The boss of the shark col­lege, con­cerned about the sharks in Venice, says to Steve, "Steve, I want you to go and sort out these sharks in Venice. They’re get­ting on my nerves. Just do it! And while you're at it, take Scarlett Johansson's less talented sister, Vanessa, with you!"

Jiggling man boobs

 So our intrepid duo arrive in Venice. "It’s beau­ti­ful here," says Scar­lett Johansson’s less tal­en­ted sister. Steve — sur­vey­ing Venice with a keen eye — looks for the words that can prop­erly con­vey the majesty of it’s sun­light dappled water­ways, and says, "Yeah, I know." (He does actually say that.)

It’s not long before Steve is caught up in the nefar­i­ous goings on of the gang­sters. For this, our hero must…
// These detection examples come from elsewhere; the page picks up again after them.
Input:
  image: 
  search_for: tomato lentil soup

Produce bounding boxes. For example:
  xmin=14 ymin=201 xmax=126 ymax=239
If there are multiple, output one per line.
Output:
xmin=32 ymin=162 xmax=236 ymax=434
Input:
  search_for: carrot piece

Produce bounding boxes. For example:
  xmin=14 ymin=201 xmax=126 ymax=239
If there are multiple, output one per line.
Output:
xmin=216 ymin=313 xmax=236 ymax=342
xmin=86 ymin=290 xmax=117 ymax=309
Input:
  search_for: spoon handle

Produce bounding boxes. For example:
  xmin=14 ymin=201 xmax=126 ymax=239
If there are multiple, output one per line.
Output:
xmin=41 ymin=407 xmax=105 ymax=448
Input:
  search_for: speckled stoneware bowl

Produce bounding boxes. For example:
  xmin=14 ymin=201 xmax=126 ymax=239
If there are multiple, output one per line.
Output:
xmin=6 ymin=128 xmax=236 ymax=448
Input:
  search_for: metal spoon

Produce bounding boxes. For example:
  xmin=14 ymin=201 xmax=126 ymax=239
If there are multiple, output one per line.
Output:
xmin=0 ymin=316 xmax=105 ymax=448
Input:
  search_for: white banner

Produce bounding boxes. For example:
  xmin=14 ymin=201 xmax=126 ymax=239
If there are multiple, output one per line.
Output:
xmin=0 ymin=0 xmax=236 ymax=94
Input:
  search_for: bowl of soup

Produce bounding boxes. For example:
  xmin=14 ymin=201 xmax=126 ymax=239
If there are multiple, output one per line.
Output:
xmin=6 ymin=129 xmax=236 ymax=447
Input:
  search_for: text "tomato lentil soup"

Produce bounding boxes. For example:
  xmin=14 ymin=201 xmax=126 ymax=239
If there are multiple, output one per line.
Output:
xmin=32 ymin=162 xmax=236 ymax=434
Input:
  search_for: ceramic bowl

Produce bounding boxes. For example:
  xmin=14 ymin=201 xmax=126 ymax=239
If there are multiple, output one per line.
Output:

  1. Run in the style of a slow motion Garth Mar­enghi whilst wear­ing an overly tight top that accen­tu­ates his jig­gling man boobs.
  2. Hide from bad guys with com­plete suc­cess, before throw­ing a load of boxes in front of them, alert­ing them once again to his pres­ence, therefore turn­ing com­plete suc­cess into com­plete failure.
  3. Fall vic­tim to a rip in the fab­ric of time and space, so that he has to buy Vanessa Johans­son the same huge orange scarf, twice!! Well, okay, maybe it was a con­tinu­ity error.
  4. Sup­press years of mild mannered, con­tem­plat­ive study as a Pro­fessor of Sharks, and unleash the viol­ent action hero within, by threat­en­ing to chop a guy’s head off on a cir­cu­lar saw.
  5. Throw a statue at a dude on a bike.

The plot on the whole, makes not one bit of sense. Edit­ing gaffes abound includ­ing one scene that made me think Steve Bald­win had had his leg bit­ten clean off by a shark. Amaz­ingly, his leg seems to grow back after a night in the hos­pital. Luck­ily, such minor details are but a trifle to the dir­ector, keen as he is to get to the next chase, or shoot out, occa­sion­ally remem­ber­ing to throw some stuff in about sharks.

Sharks are nor­mally good value, no mat­ter how little screen time they may get. But even they can’t save this movie. How­ever, it is mildly amus­ing watch­ing Bald­win stumble from one dis­astrous scene to the next, baffled, bemused, no doubt wondering how it all went so wrong after the career peak of The Usual Suspects.

Shark In Venice is a bad film, poorly made. But just bad enough to be worth watch­ing. At least once. Then strike it from your mind.